How does your service change the mobility of the future?
Efficiency, intelligence and sustainability – these are the central tenets of how energy should be generated and used in future. We’ve put it into practice with our partners and clients from both the public and private sectors. Together we are involved in numerous projects and services that will advance the mobility transition.
What are your three demands addressed to politics on a national and international level?
Each person needs to be made more aware of how their individual use of mobility is impacting the demand for various modes of transportation. The “user pays” principle has to gain a much more important role in legislation. Also, consistency is key when it comes to changing regulatory and financial frameworks that aim to reduce emission and support of sustainable business models.
In which way are you contributing to the future of mobility?
Our focus is placed equally on energy efficiency, renewable energy sources and the sustainable transformation of the energy system. For this, we rely on a market that is open to new technologies and innovations. We identify the market barriers to a low-emission mobility of the future, the make recommendations for improved framework conditions in collaboration with partners from companies and politics, thus providing an impetus with pilot projects, platforms and studies.
Everyone is talking about the sharing economy and how parking lots/car lanes/etc. will disappear in the near future. What do you think of this? Are estimations unrealistic and all of this will still take a long while?
At this point in time, nobody knows exactly how mobility and infrastructures will develop. However, we can be certain that major changes are needed for both the transport sector and sustainable mobility in order to achieve the goals in place to protect the climate. But this should definitely be seen as a great opportunity, not as a problem.
Shared services can make a contribution – but only under the right conditions. They must supplement public transport and replace private transport. They are not useful if they contribute to higher traffic volumes and more parking space needed for cars. Currently, this is still the case. Therefore, sharing offers must be integrated into the planning concepts of urban areas.
Where do you see the opportunities for autonomous vehicles in the logistics branch?
Autonomous mobility seems like an exciting approach in any industry, including logistics. Here it is conceivable that hub-to-hub traffic, in particular, will benefit from being automated.
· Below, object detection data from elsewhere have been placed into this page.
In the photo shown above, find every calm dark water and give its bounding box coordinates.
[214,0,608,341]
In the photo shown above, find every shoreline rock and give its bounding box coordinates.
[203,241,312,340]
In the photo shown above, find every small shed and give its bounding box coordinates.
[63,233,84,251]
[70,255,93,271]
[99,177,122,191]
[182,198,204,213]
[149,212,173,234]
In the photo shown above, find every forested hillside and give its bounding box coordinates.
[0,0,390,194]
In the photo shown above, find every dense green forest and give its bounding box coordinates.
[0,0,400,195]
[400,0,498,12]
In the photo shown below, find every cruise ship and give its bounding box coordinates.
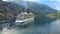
[15,12,34,25]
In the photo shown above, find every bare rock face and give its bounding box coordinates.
[0,0,24,22]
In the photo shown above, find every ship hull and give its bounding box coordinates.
[15,17,34,25]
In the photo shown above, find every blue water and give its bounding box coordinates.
[0,20,60,34]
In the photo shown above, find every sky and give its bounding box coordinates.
[3,0,60,10]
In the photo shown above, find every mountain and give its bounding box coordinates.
[0,1,24,15]
[24,2,57,14]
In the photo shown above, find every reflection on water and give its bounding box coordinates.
[0,20,60,34]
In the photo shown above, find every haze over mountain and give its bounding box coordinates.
[0,1,57,14]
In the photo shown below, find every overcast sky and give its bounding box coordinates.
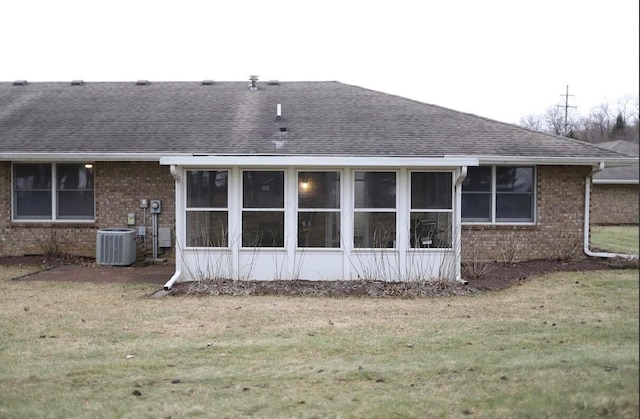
[0,0,640,123]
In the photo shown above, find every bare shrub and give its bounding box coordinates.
[498,236,524,264]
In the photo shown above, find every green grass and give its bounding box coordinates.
[591,225,640,255]
[0,268,639,418]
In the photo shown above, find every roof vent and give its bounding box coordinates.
[249,76,258,90]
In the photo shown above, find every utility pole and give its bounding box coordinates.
[556,84,577,136]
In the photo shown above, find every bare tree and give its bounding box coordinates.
[519,95,640,143]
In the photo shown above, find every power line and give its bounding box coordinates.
[556,84,577,136]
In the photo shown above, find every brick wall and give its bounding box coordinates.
[591,184,640,225]
[0,162,175,260]
[0,162,596,261]
[462,166,591,262]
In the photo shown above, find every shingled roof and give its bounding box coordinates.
[0,82,624,161]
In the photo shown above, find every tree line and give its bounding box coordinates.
[518,96,640,143]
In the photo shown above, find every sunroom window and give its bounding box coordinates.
[186,170,229,247]
[298,172,340,247]
[409,172,453,248]
[13,163,95,221]
[242,170,284,247]
[353,171,396,248]
[462,166,535,223]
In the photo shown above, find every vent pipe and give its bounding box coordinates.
[249,76,258,90]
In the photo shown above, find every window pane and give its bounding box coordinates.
[462,166,491,192]
[58,191,94,219]
[298,212,340,247]
[187,211,228,247]
[496,167,533,192]
[242,211,284,247]
[56,164,93,190]
[14,191,51,219]
[242,171,284,208]
[354,172,396,208]
[461,192,491,221]
[298,172,340,208]
[411,172,452,209]
[410,212,452,248]
[13,164,51,190]
[496,193,533,221]
[353,212,396,248]
[187,170,228,208]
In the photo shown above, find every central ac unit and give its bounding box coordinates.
[96,228,136,266]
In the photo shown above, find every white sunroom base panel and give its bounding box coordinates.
[402,253,458,281]
[175,248,457,281]
[180,249,233,281]
[350,249,456,282]
[294,249,346,281]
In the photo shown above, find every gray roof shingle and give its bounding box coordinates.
[0,82,622,159]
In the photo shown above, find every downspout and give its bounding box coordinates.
[454,166,468,285]
[583,162,638,259]
[163,164,182,291]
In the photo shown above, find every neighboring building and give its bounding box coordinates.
[0,78,637,286]
[591,140,640,225]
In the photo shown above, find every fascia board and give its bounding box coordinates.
[593,179,640,185]
[160,155,479,168]
[0,153,179,162]
[474,156,638,168]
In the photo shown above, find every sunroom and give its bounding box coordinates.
[160,156,478,288]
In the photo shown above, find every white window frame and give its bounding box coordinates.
[461,164,538,225]
[11,162,96,223]
[298,168,344,251]
[350,168,402,251]
[239,167,290,250]
[184,168,232,249]
[407,170,456,251]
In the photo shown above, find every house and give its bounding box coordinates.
[591,140,640,225]
[0,77,637,283]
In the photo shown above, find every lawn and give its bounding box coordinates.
[591,225,640,255]
[0,268,639,418]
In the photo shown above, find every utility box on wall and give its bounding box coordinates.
[158,227,171,248]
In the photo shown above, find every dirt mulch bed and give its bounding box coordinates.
[0,256,639,298]
[170,259,638,298]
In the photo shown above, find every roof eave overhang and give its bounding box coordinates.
[593,178,640,185]
[0,152,176,162]
[160,155,479,168]
[474,156,638,168]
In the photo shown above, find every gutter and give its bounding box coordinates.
[583,161,638,260]
[162,165,182,291]
[455,166,469,285]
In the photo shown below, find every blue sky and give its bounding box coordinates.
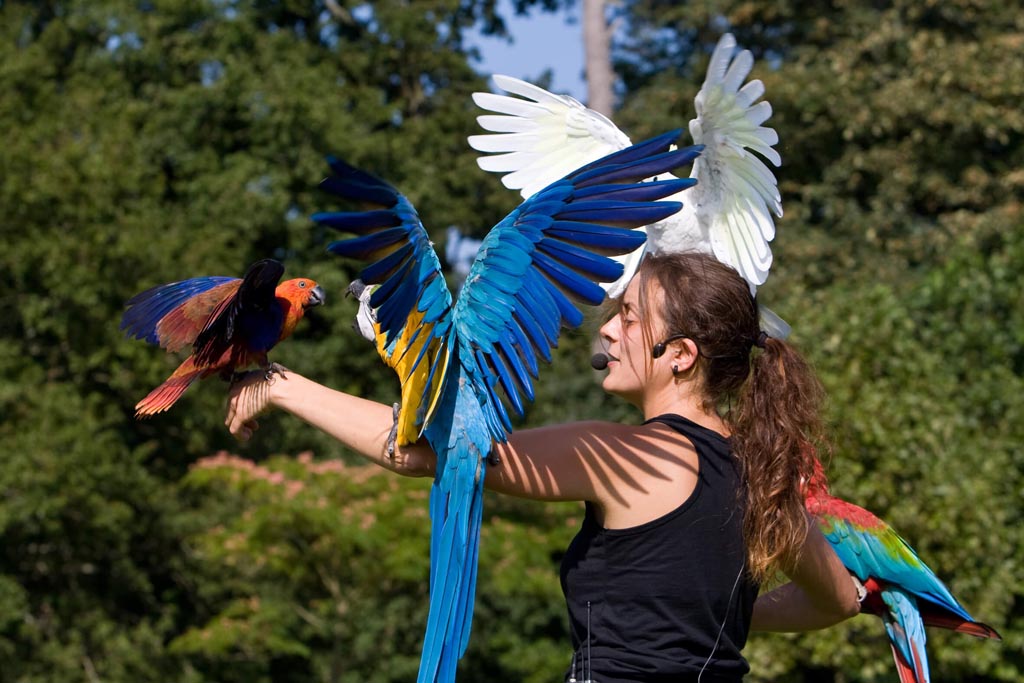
[470,2,587,102]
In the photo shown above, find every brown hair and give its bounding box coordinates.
[639,253,823,581]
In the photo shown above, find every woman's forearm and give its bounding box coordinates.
[227,371,435,476]
[751,584,852,633]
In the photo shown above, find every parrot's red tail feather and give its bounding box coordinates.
[890,643,925,683]
[135,356,203,419]
[921,610,1002,640]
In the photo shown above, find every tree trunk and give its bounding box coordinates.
[583,0,615,117]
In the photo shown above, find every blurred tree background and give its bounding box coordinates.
[0,0,1024,683]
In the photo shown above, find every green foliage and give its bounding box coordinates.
[176,454,577,683]
[0,0,1024,683]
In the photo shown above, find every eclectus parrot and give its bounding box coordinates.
[313,131,699,683]
[121,259,324,418]
[469,34,790,338]
[805,462,1000,683]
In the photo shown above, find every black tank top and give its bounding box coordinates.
[561,415,758,683]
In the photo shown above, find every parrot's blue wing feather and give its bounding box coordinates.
[453,131,699,440]
[121,276,241,344]
[313,131,698,683]
[825,517,974,622]
[882,587,931,681]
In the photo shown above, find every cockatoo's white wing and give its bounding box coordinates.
[469,34,782,294]
[469,75,631,199]
[679,34,782,291]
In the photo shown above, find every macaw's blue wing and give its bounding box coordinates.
[882,586,931,683]
[818,504,974,622]
[121,276,242,352]
[454,131,699,440]
[313,159,452,445]
[314,131,698,683]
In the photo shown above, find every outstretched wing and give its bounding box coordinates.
[469,34,782,296]
[455,131,699,440]
[193,258,285,368]
[121,276,242,352]
[688,34,782,286]
[469,74,630,199]
[312,158,452,444]
[815,499,974,622]
[313,131,699,442]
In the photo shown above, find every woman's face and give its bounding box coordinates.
[600,278,664,405]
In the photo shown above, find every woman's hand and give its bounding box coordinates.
[224,370,288,441]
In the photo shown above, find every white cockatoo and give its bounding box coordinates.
[469,34,788,338]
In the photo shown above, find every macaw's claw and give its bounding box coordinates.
[263,362,289,383]
[387,403,401,459]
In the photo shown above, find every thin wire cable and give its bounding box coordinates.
[697,560,746,683]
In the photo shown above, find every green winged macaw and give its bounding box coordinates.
[313,131,699,683]
[804,461,999,683]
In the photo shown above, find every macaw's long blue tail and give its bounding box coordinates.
[417,378,492,683]
[882,586,931,683]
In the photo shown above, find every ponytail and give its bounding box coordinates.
[728,338,824,581]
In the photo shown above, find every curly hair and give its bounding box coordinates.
[638,253,824,581]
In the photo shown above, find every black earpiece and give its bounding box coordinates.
[650,335,689,358]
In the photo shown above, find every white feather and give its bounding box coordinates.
[470,34,784,325]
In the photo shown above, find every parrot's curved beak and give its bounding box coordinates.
[304,285,326,308]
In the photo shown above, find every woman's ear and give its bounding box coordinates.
[669,337,700,375]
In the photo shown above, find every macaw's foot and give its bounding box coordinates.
[263,362,289,384]
[387,403,401,459]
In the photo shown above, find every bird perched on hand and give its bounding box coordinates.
[805,462,1000,683]
[121,259,324,418]
[313,131,698,683]
[469,34,788,337]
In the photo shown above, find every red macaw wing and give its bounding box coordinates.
[193,258,285,367]
[121,276,242,352]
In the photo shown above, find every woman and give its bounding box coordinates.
[226,254,859,683]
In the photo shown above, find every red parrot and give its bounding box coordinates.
[121,259,324,418]
[805,461,1000,683]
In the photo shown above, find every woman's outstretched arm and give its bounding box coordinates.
[751,522,860,632]
[224,371,436,476]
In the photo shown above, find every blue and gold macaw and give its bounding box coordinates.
[313,131,700,683]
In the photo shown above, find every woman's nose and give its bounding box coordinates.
[597,315,618,342]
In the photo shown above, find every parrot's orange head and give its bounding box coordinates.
[275,278,324,310]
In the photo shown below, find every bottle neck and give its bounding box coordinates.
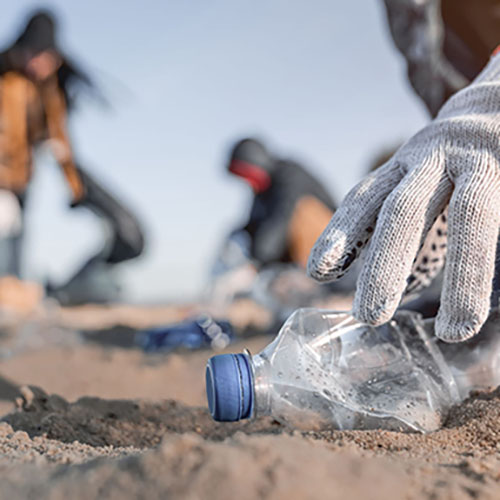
[251,354,272,418]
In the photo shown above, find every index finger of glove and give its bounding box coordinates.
[307,160,403,282]
[435,165,500,342]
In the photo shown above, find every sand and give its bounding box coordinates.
[0,302,500,500]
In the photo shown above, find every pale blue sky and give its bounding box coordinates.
[0,0,427,302]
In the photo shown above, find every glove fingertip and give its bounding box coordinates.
[435,310,486,343]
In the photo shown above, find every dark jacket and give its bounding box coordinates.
[244,160,335,264]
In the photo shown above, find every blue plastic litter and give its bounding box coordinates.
[136,316,234,352]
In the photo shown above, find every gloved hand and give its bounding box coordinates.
[308,51,500,342]
[384,0,469,116]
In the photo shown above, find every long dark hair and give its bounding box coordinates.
[0,9,98,108]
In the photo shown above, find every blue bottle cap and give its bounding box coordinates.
[206,354,254,422]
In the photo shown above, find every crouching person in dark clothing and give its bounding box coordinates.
[211,138,354,308]
[228,139,335,267]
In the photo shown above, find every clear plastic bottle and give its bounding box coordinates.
[206,309,500,432]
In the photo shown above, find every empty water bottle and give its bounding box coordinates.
[206,309,500,432]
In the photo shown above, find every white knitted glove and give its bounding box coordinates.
[308,55,500,342]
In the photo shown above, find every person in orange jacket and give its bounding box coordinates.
[0,11,144,303]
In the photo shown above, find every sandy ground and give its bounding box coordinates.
[0,298,500,500]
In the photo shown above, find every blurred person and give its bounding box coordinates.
[308,0,500,342]
[0,10,144,303]
[227,138,335,268]
[210,138,353,319]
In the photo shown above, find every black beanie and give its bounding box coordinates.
[228,139,274,173]
[14,10,57,55]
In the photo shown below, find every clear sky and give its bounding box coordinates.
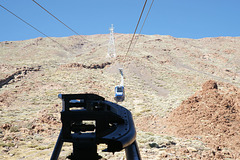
[0,0,240,41]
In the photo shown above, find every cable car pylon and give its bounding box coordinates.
[114,68,125,102]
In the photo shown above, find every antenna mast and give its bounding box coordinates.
[108,24,116,58]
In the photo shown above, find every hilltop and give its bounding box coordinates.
[0,34,240,159]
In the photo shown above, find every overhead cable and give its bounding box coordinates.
[126,0,147,55]
[133,0,154,48]
[32,0,86,40]
[0,4,68,51]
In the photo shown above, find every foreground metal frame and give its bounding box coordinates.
[51,94,141,160]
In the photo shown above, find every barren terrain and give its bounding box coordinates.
[0,34,240,160]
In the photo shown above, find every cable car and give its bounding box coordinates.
[114,86,125,102]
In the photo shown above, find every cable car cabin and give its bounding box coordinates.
[114,86,125,102]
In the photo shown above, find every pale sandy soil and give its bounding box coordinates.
[0,34,240,159]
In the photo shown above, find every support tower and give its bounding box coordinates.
[108,24,116,58]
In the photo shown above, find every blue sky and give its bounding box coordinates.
[0,0,240,41]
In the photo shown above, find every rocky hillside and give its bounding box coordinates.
[0,34,240,159]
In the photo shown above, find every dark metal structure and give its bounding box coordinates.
[51,94,141,160]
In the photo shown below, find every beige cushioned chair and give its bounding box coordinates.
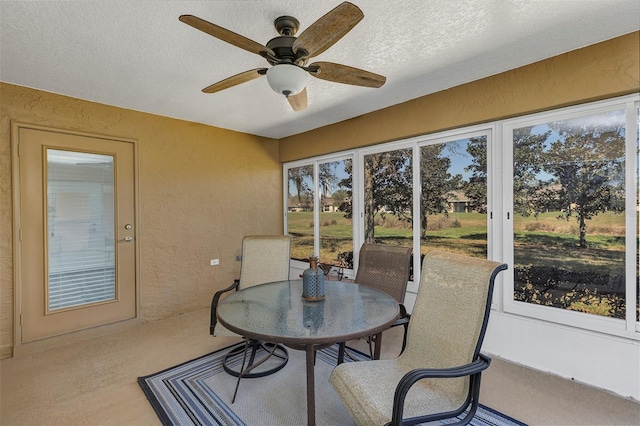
[209,235,291,378]
[329,251,507,425]
[338,243,413,363]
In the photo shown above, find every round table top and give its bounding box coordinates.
[217,280,399,346]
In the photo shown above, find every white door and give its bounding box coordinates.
[18,127,136,343]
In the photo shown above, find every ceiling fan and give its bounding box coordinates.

The use of vehicles can be more flexible, the driving times overlapping with the times of least traffic on the roads, and the traffic flow can also be increased through new approaches such as platooning. As a result, both cost and emission savings are conceivable. However, rebound effects must be avoided.
What do you think of the interplay between startups and larger corporations?
Both groups are important to successfully turn around the current traffic situation. Startups can score with new ideas and disruptive business models and also have the advantage of more flexible structures, allowing them to respond more quickly to market demands. Large companies have market penetration, the necessary capital, as well as production and sales structures which allow them to implement even larger changes. However, existing structures make it more difficult to change processes and products at short notice. The interaction of both groups can thus help to develop and market innovations faster, such as in the case of Streetscooter.
Stefan Siegemund will be on stage on Tuesday, September 25, in Pavilion 11, Section D to take part in a panel discussion about <Infrastructure for Alternative Powertrains.
dena CEO Andreas Kuhlmann will also be present on Tuesday, 25. September, and will charm the audience on the topic of Alternative Powertrains as a Tipping Point for the Commercial Vehicle Industry.